Diese Einschätzung der Energieexpertin Kemfert verdeutlicht, wo der Hebel liegt. Doch die Merz-Regierung setzt bislang vor allem auf Entlastungen für Unternehmen und Industrie. Die Stromsteuer ist historisch betrachtet nicht einmal eine Energie- oder Klimasteuer im engeren Sinne, sondern eine reine Fiskalsteuer, um die Rentenversicherung zu finanzieren und Haushaltslöcher zu stopfen. Der deutsche Bürger wird also zur Melkkuh degradiert.
Dynamische Tarife als Scheinlösung
Die Bundesnetzagentur setzt derweil auf sogenannte dynamische Stromtarife. Haushalte könnten Kosten senken, wenn sie ihren Verbrauch gezielt in Zeiten niedriger Preise verlagerten. Eine Familie soll also künftig nachts um drei Uhr die Waschmaschine anwerfen, um ein paar Cent zu sparen? Das klingt weniger nach einer Lösung als nach einer Zumutung für arbeitende Menschen mit geregeltem Tagesablauf.
Zu staatlichen Preisdeckeln oder direkten Eingriffen äußert sich die Behörde bezeichnenderweise nicht. Eine Stellungnahme des Bundeswirtschaftsministeriums zu möglichen weiteren Entlastungen für Haushalte liegt bislang nicht vor. Das Schweigen der Verantwortlichen spricht Bände.
Die Rechnung zahlt der Bürger
Der Bundesverband der Energie- und Wasserwirtschaft weist darauf hin, dass Deutschland bei Einbeziehung der Kaufkraft im EU-Vergleich Richtung Mittelfeld rücke. Doch für Haushalte ändert das wenig, denn Strom wird nicht nach Kaufkraft bezahlt, sondern in Euro pro Kilowattstunde. Und hier bleibt Deutschland unangefochten Spitzenreiter – allerdings im negativen Sinne.
Die deutsche Energiepolitik der vergangenen Jahre hat das Land in eine Sackgasse geführt.

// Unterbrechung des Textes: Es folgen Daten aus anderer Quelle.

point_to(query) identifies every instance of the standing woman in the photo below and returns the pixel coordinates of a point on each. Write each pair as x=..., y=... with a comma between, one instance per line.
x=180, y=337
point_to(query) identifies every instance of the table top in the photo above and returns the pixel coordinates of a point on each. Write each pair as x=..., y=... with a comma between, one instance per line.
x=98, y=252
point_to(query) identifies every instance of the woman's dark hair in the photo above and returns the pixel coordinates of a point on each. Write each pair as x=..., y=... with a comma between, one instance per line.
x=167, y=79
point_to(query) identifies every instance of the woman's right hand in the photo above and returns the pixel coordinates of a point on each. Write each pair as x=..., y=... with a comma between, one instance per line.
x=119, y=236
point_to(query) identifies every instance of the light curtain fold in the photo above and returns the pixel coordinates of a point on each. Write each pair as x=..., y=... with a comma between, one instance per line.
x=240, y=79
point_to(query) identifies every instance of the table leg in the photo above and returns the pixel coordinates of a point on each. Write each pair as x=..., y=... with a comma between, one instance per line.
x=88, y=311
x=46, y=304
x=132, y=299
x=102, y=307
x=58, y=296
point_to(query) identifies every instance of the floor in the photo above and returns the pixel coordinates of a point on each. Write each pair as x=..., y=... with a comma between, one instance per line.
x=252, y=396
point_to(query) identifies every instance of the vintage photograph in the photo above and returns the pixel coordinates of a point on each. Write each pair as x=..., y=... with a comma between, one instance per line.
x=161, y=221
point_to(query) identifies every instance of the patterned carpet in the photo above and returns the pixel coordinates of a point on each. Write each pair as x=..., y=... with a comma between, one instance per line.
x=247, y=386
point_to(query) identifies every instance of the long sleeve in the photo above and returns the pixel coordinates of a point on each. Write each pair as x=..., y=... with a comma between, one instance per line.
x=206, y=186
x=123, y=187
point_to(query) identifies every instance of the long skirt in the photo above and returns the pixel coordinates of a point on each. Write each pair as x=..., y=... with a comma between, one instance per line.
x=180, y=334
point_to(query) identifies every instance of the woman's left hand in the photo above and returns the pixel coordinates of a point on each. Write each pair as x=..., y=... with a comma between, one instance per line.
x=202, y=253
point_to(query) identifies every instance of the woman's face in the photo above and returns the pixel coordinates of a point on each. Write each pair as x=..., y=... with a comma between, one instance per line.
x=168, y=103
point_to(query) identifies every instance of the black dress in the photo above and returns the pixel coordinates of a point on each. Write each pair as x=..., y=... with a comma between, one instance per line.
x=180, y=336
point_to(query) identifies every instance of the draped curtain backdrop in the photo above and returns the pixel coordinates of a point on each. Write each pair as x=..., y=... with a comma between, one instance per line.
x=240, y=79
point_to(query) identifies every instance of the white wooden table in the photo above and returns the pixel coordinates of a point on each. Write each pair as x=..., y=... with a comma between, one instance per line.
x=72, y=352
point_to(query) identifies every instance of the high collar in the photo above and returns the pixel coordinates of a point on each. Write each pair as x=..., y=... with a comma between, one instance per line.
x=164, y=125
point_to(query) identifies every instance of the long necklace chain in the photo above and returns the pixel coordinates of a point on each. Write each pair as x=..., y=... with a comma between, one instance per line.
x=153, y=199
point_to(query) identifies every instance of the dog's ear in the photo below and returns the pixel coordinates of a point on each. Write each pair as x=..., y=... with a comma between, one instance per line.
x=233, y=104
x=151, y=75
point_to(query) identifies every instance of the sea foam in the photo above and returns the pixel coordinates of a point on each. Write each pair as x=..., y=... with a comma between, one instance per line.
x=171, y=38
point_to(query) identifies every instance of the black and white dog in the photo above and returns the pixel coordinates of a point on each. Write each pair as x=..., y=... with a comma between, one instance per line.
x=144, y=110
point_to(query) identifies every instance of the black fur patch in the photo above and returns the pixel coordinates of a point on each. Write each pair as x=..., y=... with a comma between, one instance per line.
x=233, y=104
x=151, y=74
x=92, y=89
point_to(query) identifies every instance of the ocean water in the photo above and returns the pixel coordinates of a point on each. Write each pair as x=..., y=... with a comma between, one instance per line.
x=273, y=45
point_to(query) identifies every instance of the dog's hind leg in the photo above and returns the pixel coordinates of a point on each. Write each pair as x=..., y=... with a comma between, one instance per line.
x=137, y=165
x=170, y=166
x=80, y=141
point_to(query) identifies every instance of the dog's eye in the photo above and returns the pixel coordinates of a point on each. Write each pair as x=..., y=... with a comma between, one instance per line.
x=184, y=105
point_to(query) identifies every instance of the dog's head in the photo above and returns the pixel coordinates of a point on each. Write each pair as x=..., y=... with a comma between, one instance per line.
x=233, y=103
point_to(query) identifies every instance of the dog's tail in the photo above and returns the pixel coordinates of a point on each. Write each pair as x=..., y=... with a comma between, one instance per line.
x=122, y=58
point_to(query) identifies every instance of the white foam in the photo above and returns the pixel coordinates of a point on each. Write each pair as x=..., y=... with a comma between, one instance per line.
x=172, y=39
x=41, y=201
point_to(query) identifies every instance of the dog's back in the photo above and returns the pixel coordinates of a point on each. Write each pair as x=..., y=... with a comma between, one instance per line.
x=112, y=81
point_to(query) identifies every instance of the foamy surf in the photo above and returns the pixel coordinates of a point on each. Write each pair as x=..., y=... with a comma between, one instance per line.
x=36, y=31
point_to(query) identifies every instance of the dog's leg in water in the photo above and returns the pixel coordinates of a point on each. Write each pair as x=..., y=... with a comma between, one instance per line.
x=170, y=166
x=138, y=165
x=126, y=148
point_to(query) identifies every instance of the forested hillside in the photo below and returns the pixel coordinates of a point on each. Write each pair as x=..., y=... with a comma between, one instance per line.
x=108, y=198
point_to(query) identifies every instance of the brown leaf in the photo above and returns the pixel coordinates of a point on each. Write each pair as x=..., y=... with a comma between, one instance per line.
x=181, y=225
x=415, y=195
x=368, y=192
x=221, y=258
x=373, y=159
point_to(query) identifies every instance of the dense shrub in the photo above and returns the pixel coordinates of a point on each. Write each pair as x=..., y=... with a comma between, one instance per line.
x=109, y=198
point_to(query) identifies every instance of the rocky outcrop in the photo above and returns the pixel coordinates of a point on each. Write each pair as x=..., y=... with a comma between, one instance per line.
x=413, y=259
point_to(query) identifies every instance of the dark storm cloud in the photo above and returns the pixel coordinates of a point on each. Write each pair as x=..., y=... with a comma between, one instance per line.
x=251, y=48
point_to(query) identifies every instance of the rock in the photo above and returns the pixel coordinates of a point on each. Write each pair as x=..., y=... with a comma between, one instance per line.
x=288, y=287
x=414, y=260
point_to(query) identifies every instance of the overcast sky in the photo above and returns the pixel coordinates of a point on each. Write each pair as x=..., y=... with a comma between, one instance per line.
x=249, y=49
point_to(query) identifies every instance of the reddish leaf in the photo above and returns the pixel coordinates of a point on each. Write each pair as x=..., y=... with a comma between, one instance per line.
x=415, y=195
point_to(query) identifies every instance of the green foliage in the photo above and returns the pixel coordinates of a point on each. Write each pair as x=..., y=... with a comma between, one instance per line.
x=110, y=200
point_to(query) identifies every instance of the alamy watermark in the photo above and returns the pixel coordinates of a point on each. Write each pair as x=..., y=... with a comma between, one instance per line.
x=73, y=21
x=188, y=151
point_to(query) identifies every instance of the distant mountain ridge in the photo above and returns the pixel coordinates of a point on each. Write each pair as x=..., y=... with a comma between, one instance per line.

Der überstürzte Atomausstieg, die ideologisch getriebene Energiewende und die mangelnde Bereitschaft, die Bürger tatsächlich zu entlasten, zeigen ihre Wirkung. Während andere Länder pragmatische Lösungen finden, verharrt Deutschland in einer selbstgewählten Hochpreiszone. Die Zeche zahlen wie immer die Bürger – und die Industrie stimmt mit den Füßen ab und wandert ab.